Problème de service à la clientèle
« On demande aux autres de faire ce qu’on ne fait pas nous-mêmes.» Cette phrase entendue par le consultant renvoie au problème de la qualité des services offerts par la Commission elle-même. Le rapport fait effectivement état d’«un nombre important de plaintes» faites à son service à la clientèle, soit environ 60 par année pour les trois dernières années. Il y a quatre ans, il y a même eu 120 plaintes en une seule année, a constaté Le Devoir. « Le système actuel présente certaines “failles”», a fait remarquer M. Hotte. Ainsi, les plaintes sur la qualité du service ne seraient même pas centralisées vers une seule personne.
Dans son dernier rapport annuel 2016-2017, la Commission reconnaît qu’elle n’a pas de système efficace pour évaluer l’ensemble des services qu’elle rend, la qualité ne consistant pour le moment qu’à traiter les plaintes et rien d’autre. Elle dit toutefois vouloir s’attaquer à ce problème — et à celui de réduire les délais de traitement des dossiers pour discrimination — et soutient qu’il figure parmi les priorités de son Plan stratégique 2015-2019.
Or, ce même plan stratégique est critiqué par les employés, qui déplorent qu’il ne contienne pas de cibles à atteindre. «Plusieurs apprécieraient une culture de résultats plus précise. » Ils remettent aussi en question la pertinence que ce plan ait 14 comités de suivi, un nombre jugé « incroyable ».
Trop de postes?
Le rapport évoque aussi de nombreux problèmes de dédoublements de fonctions et souligne la lourdeur de la structure de la présidence qui comprend trois paliers d’encadrement: une présidence, deux vice-présidences et six directions autour desquelles gravitent d’autres postes d’adjoints, de techniciens et un de cadre-conseil. Ce dernier, qui joue un rôle d’intermédiaire entre les directions et la présidence, est très critiqué et ne serait pas « justifi[é] », de l’avis du consultant.
La CDPDJ, qui emploie 155 personnes, a été comparée à d’autres organisations similaires qui semblent fonctionner dans des structures moins lourdes. À titre d’exemple, 133 personnes travaillent au Protecteur du citoyen et celui-ci n’a qu’une seule personne au bureau de la présidence. Le Curateur public a, à l’instar de la Commission, six directions sous sa responsabilité, mais pour 668 employés.
Il n’a pas été possible d’obtenir de savoir si les recommandations précises de ce diagnostic organisationnel, comme ne pas nommer de nouveaux cadres ou de supprimer certains postes se dédoublant, ont été suivies.
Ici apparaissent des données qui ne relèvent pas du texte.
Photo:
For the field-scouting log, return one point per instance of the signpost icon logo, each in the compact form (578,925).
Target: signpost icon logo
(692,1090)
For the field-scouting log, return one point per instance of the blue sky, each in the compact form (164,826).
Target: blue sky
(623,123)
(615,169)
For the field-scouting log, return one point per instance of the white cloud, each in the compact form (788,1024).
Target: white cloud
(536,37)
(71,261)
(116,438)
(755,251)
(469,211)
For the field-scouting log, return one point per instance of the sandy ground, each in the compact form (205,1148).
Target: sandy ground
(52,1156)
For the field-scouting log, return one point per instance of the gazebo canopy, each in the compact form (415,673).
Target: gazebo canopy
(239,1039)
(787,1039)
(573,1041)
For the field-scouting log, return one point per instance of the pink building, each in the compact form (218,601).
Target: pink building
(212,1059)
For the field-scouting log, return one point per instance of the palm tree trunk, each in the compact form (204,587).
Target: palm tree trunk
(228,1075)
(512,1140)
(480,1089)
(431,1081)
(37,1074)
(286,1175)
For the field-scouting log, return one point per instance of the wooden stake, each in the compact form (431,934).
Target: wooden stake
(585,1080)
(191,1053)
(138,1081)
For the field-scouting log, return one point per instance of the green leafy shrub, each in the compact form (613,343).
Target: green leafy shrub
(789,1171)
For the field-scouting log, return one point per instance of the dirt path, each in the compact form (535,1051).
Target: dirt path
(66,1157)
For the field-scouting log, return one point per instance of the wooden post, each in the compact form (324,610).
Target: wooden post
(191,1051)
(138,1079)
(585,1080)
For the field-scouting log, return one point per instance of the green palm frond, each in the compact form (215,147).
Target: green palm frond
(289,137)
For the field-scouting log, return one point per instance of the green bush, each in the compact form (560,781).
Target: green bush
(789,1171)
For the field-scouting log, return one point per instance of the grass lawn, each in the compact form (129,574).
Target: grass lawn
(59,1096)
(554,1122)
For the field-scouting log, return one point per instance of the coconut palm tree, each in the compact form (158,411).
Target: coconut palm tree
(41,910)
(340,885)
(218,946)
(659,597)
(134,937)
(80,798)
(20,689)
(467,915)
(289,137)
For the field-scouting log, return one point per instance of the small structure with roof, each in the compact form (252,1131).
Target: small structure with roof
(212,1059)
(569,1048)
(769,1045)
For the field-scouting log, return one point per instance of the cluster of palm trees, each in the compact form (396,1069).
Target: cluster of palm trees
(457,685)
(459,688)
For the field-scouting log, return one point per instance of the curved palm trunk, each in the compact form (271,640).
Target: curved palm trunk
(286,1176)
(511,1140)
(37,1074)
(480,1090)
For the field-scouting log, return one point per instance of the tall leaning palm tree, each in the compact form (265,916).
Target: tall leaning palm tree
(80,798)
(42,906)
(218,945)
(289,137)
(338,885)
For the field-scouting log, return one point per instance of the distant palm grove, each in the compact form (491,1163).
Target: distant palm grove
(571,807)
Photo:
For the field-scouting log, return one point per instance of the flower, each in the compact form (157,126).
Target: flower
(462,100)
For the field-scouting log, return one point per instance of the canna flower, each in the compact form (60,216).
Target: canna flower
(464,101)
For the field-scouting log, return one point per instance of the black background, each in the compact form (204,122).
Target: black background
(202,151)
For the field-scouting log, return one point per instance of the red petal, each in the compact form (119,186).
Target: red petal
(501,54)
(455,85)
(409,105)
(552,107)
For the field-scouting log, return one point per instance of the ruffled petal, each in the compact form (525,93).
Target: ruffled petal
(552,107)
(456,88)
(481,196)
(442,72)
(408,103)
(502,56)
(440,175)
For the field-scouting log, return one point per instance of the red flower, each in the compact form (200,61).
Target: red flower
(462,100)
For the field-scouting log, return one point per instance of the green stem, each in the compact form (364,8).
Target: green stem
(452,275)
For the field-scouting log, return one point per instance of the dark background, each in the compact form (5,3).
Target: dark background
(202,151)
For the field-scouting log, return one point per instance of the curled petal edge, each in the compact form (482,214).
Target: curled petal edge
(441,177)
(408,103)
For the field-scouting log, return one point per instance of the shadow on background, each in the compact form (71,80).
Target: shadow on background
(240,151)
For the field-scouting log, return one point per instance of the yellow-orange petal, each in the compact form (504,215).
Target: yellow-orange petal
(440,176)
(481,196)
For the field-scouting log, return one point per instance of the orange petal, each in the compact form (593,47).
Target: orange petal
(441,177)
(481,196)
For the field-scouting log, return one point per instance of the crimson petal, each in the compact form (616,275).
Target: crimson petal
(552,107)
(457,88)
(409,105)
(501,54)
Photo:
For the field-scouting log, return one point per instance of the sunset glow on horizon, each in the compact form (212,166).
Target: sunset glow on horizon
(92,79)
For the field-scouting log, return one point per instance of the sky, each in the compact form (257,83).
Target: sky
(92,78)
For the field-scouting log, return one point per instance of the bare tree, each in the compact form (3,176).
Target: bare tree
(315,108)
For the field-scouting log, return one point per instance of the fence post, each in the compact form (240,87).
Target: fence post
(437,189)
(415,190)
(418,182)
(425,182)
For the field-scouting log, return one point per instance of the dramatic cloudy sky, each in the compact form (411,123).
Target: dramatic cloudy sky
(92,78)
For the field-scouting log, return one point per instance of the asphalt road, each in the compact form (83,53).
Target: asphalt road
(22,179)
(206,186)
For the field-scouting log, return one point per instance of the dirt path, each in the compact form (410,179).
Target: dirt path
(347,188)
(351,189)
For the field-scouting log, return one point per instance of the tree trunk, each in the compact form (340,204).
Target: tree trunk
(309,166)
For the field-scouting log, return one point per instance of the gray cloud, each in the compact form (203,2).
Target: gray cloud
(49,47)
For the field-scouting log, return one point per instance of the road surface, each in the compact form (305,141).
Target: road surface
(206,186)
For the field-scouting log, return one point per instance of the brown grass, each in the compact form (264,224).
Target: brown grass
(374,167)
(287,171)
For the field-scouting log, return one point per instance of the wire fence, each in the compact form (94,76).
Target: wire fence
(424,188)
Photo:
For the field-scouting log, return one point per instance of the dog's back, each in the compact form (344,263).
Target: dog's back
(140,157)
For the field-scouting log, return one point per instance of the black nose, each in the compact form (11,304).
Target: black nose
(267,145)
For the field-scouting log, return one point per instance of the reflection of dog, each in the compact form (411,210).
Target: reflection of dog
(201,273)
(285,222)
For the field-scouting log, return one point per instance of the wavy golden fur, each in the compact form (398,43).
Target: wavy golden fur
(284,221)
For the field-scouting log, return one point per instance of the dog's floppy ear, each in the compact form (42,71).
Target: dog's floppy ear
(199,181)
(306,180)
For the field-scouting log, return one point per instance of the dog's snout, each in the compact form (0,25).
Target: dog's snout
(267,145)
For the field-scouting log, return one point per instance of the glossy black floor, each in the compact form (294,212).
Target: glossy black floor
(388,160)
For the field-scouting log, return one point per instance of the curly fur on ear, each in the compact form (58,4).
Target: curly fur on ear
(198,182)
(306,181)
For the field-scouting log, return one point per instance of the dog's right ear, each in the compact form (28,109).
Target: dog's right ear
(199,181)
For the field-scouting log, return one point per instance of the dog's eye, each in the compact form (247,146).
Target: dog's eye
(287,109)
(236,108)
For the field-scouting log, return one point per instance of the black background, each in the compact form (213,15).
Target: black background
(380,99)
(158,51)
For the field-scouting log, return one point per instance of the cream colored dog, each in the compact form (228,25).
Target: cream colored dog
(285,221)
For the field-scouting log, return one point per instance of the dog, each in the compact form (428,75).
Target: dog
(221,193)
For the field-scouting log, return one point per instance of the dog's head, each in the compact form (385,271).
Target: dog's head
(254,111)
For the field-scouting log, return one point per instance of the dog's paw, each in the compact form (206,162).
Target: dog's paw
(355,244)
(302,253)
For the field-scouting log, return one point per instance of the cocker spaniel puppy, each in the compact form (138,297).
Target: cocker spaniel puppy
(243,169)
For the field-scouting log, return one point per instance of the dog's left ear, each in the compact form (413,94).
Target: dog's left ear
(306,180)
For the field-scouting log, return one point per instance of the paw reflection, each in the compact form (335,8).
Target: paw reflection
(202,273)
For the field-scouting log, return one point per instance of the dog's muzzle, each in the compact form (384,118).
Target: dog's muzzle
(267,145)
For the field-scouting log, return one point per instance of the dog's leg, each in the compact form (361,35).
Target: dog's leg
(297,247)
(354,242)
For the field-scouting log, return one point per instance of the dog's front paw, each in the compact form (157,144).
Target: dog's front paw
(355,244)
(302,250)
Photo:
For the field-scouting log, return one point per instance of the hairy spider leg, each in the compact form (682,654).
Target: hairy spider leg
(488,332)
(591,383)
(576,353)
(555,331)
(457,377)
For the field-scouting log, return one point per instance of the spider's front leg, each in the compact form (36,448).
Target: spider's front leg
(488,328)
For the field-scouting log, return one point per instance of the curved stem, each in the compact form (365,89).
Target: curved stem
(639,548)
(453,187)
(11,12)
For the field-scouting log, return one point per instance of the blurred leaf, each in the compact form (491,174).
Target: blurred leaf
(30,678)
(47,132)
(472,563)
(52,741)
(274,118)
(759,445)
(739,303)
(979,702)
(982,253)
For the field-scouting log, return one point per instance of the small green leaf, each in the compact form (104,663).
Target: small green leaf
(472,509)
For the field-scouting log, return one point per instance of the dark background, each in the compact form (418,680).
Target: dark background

La CDPDJ n’a pas été en mesure de faire de commentaires dans les délais accordés. Toutefois, il y a deux semaines, le nouveau viceprésident, Philippe-André Tessier, avait reconnu la longueur du traitement des plaintes et avait affirmé que c’était une priorité pour son organisation.
Du mouvement
Depuis la production du rapport Hotte il y a environ un an, d’importants mouvements de personnel ont été constatés. À commencer par la présidente Tamara Thermitus, qui est en congé maladie depuis le 25 octobre. L’intérim est assuré par le vice-président Camil Picard, et l’autre poste de vice-président demeuré vacant a été pourvu par M. Tessier en décembre. Sur six postes de directions, un seul a gardé son titulaire.
Rappelons qu’une crise interne secoue l’organisation depuis l’arrivée à la présidence de Mme Thermitus. À la suite de plaintes, notamment pour abus d’autorité, un rapport d’enquête du Protecteur du citoyen a été remis à la ministre de la Justice, Stéphanie Vallée, à la fin novembre. Un second rapport, cette fois un diagnostic organisationnel effectué par l’exsous-ministre Lise Verreault, lui a été remis en décembre. Le gouvernement n’a pas encore indiqué ce qu’il entendait faire dans le dossier.